Bagaimana kita memanfaatkan inovasi data sebagai pengembangan layanan kesehatan?
Ada yang interesting dalam proses Sending — Receiving, kita sedang memanfaatkan pengolahan data di sini. Inovasi data mampu mengembangkan berbagai aspek proses pelayanan kesehatan, seperti kepribadian, kebiasaan dan analisa yang memprediksi koordinasi apa yang harus dilakukan pasien selanjutnya.

Namun, cara pengaruh dari dampak pemanfaatan teknologi ini juga bisa menjadi hal yang mengganti profesi peran pelayanan ini, salah satunya isu ide terhadap aplikasi / platform mampu beradaptasi untuk menggantikan profesi dokter, dengan sekedar pemanfaatan data dan elemen kecerdasan buatan. Ide ini kelihatan mengancam, namun transformasi teknologi tidak bisa diprediksi bagaimana penyampaiannya.

Tentu, inovasi dari teknologi haruslah bersifat netral dalam interaksi manusia, sehingga lengkap mencakupi semua kategori perubahan sosial dan manfaat yang didapatkan dari kedua belah pihak.

Desainer walaupun pengembangannya sudah bisa menangkap reaksi emosi luar dari pasien, akan tetapi sebagai desainer juga menambahkan, kunci ‘pengertian’ salah satunya yang akan mengindikasikan reaksi emosi dalam dari pasien dari kepedulian seorang dokter secara manipulatif, dalam arti mengesampingkan untuk selalu berpikir positif sebagai pasien dan keluarga, untuk tidak terus khawatir, hampir sama dengan pertanyaan pertama tadi, namun ini untuk diletakkan terhadap teknologi. Karena hanya teknologi-lah yang paling kelihatan fungsionalnya dalam menciptakan inovasi.


Sekarang, Pemahaman terhadap proses pelayanan kesehatan sangatlah kompleks, pembahasanku pun masih bertujuan umum, hingga para desainer inovatif menelusuri rasa ingin tahu bagaimana cara mendapatkan pengalaman ataupun suasana baru. Karena desainer tidak sekedar memanfaatkan visual, namun pemahaman simulasi dalam suatu budaya, aktivitas ataupun proses dengan menerapkan ide daya kreativitas agar menjadi suatu sistem baru.
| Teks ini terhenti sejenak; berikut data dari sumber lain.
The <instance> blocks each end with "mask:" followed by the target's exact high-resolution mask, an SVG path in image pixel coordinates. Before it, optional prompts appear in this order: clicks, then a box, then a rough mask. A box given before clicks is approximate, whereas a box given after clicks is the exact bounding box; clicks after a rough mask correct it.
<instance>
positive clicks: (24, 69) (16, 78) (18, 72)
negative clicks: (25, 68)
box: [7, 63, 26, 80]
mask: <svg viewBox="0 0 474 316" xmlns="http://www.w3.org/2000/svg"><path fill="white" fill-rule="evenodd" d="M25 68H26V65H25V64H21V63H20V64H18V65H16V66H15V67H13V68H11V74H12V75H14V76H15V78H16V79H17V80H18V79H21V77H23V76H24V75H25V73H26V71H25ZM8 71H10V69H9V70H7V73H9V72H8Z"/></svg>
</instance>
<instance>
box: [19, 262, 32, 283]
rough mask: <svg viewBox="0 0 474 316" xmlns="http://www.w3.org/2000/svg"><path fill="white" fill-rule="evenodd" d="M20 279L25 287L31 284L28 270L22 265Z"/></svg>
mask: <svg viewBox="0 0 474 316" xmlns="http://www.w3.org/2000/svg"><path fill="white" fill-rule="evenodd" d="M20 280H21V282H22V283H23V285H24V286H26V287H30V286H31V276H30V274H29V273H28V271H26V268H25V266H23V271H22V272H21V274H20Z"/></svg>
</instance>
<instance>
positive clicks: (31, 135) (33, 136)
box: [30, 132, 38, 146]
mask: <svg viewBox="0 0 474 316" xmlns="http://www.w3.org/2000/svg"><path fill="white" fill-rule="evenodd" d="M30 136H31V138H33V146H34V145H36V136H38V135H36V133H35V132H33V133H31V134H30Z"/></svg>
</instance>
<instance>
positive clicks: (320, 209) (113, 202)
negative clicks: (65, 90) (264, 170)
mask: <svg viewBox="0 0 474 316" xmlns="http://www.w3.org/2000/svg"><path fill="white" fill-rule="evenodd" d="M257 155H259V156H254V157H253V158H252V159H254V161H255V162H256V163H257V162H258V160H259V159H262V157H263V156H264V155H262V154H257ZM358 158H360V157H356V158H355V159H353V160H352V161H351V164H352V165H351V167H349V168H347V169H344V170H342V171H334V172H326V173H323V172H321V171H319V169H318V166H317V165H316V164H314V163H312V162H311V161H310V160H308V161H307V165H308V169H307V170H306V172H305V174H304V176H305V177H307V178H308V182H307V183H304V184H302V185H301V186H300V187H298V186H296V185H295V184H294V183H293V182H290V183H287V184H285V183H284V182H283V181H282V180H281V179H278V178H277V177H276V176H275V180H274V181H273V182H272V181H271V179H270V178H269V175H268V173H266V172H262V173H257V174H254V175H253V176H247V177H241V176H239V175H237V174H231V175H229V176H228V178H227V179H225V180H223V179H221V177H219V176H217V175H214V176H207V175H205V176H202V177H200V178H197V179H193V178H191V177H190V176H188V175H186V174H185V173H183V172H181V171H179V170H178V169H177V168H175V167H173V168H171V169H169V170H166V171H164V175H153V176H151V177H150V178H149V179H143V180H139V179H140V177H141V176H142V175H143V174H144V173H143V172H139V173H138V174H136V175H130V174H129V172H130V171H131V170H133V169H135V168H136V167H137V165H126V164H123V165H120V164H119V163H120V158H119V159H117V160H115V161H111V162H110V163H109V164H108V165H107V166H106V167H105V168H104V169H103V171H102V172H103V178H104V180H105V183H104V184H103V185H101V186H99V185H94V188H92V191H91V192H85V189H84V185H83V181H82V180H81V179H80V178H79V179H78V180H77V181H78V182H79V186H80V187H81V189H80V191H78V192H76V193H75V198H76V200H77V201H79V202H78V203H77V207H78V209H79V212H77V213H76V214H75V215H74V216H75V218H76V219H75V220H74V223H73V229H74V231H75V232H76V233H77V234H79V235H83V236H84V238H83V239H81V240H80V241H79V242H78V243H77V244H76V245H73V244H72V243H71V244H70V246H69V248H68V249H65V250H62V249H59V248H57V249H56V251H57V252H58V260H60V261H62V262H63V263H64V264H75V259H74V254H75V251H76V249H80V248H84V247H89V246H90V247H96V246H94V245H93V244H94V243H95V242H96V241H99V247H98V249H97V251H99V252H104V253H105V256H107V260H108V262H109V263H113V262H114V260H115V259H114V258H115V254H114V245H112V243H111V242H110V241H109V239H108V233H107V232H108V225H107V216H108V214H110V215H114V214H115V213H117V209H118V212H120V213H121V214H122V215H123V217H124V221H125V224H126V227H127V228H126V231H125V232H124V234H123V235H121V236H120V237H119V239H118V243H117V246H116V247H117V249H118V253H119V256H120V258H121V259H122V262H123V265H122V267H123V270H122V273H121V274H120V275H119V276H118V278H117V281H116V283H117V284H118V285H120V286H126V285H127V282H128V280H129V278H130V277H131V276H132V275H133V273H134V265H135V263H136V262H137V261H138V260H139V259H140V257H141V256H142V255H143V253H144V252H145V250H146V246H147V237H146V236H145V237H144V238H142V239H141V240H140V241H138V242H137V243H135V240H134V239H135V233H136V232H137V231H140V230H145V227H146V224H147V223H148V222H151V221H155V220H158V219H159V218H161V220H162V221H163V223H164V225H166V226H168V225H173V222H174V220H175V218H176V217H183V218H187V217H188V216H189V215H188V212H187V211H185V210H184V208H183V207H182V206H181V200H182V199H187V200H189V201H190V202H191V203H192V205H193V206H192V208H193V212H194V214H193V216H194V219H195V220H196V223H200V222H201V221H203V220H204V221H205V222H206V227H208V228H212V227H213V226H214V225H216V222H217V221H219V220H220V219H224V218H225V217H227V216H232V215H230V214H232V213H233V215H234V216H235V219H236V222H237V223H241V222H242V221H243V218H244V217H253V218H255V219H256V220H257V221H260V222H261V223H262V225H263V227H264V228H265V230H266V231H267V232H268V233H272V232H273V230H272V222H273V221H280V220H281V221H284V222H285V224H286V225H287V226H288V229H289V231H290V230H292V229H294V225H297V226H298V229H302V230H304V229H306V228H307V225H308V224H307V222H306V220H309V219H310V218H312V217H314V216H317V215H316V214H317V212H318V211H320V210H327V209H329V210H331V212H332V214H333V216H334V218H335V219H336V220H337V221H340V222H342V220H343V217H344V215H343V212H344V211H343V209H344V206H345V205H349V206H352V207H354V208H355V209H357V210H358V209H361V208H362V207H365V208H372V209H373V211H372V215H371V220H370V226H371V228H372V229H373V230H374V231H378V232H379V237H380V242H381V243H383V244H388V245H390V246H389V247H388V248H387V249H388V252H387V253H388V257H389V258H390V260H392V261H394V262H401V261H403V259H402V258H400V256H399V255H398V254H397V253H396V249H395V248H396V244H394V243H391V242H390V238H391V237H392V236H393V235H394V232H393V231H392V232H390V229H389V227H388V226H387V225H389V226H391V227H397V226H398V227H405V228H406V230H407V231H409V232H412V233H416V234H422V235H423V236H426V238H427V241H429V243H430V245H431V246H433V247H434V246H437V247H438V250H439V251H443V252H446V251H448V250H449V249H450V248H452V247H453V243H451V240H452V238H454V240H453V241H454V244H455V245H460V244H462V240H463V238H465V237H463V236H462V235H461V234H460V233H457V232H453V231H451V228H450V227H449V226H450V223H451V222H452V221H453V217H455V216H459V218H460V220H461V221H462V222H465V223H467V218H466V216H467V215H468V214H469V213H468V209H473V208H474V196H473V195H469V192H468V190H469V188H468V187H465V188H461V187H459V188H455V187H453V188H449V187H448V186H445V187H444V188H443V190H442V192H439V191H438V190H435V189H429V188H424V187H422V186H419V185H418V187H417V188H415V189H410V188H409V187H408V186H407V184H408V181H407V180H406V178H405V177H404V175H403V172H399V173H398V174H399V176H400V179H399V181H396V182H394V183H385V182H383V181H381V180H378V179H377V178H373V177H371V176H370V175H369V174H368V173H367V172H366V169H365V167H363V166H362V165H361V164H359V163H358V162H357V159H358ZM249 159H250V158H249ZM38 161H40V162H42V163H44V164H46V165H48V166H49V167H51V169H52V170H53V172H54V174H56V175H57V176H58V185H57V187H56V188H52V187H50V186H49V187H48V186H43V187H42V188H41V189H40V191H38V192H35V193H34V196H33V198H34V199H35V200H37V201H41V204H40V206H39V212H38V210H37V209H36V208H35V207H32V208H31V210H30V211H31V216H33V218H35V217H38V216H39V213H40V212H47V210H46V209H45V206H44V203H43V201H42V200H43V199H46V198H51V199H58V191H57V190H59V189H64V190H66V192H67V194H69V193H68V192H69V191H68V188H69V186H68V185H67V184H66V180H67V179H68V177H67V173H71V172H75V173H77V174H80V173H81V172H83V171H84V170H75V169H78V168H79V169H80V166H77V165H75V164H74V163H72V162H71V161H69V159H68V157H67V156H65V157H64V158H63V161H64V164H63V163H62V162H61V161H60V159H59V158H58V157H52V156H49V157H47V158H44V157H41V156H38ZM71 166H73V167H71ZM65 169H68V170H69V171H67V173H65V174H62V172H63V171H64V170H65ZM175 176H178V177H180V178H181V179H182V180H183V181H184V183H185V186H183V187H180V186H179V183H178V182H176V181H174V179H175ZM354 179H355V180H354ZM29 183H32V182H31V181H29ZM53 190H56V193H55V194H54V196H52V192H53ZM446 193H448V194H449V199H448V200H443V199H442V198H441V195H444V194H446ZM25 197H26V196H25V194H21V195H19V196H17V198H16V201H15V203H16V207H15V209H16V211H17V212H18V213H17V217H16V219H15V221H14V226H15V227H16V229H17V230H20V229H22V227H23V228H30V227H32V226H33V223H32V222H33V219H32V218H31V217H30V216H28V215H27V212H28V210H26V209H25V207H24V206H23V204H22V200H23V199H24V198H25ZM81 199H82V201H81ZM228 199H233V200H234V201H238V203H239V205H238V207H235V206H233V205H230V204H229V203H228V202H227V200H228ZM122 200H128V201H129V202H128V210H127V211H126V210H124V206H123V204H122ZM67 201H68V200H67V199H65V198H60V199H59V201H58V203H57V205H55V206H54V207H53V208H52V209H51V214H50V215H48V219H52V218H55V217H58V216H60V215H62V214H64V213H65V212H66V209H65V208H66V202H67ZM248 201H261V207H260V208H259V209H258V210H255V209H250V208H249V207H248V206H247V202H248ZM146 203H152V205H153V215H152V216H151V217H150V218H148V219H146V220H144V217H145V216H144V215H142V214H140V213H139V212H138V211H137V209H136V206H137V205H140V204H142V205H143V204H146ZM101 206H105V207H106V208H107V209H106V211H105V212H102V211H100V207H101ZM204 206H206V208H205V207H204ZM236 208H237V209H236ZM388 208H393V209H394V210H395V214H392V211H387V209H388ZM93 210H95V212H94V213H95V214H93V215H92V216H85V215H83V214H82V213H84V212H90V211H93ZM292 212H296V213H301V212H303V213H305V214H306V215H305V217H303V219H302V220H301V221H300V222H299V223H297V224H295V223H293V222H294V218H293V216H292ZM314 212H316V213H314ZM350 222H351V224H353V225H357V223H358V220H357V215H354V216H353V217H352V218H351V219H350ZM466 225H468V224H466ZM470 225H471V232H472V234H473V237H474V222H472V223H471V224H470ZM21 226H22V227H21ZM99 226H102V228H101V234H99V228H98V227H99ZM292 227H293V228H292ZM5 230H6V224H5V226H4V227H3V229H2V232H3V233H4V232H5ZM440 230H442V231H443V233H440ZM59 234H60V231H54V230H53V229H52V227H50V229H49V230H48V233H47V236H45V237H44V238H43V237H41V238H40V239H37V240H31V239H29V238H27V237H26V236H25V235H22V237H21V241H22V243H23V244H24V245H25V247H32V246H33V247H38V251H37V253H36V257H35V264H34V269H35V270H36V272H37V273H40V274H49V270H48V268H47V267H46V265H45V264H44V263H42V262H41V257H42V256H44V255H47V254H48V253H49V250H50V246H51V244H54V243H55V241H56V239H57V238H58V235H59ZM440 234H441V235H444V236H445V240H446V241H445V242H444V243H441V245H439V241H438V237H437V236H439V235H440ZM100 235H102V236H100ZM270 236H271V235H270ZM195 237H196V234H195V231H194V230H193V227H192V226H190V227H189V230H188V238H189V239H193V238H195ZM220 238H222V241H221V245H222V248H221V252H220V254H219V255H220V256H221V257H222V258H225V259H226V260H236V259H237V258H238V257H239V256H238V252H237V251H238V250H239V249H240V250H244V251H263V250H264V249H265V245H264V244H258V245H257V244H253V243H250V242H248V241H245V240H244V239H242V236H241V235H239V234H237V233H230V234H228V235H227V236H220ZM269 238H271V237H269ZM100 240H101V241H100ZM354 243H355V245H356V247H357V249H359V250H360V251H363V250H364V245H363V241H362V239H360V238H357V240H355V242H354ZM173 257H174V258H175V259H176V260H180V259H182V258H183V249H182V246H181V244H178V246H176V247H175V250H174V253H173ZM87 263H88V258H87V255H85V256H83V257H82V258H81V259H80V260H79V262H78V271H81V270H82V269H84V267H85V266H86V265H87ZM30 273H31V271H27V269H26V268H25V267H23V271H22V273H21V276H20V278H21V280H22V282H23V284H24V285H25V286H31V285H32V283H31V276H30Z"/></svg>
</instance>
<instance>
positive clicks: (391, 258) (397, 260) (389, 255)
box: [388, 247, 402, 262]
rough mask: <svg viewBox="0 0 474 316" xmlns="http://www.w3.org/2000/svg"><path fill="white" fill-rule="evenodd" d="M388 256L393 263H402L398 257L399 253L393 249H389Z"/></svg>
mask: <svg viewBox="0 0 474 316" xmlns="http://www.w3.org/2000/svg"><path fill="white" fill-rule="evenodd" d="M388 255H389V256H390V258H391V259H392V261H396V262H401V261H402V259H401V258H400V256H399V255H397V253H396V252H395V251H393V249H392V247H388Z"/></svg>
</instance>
Tujuan yang didapatkan biasanya kesederhanaan, efektivitas dan ‘saling pengertian’ tadi.

Sekarang pertanyaan lainnya, bagaimana desainer bisa menarik perhatian atau mengambil tindakan inovatif untuk menarik pengembangan rumah sakit dan sistem pelayanan kesehatan lainnya, bahkan sebagai inspirasi baru untuk dunia desain dan model bisnis firma yang melahirkan potensi baru. Dominasi dunia teknologi, kita sebagai pengembang inovasi, tidak hanya desainer punya memiliki pemikiran desain atau visual, akan tetapi peran yang berkaitan dengan men-integrasikan pemikiran desain terhadap semua profesi. Desainer hanya mencakupi elemen dasar tempat, waktu dan subjek / objek, mengaitkan satu sama lain hingga menemukan tujuan yang jelas.

Peran pelayanan kesehatan inilah yang dinamakan imajinasi berkekuatan kesadaran terhadap dunia sekitar, ditambah dengan perasaan empati, jika memiliki ruangan untuk berinovasi.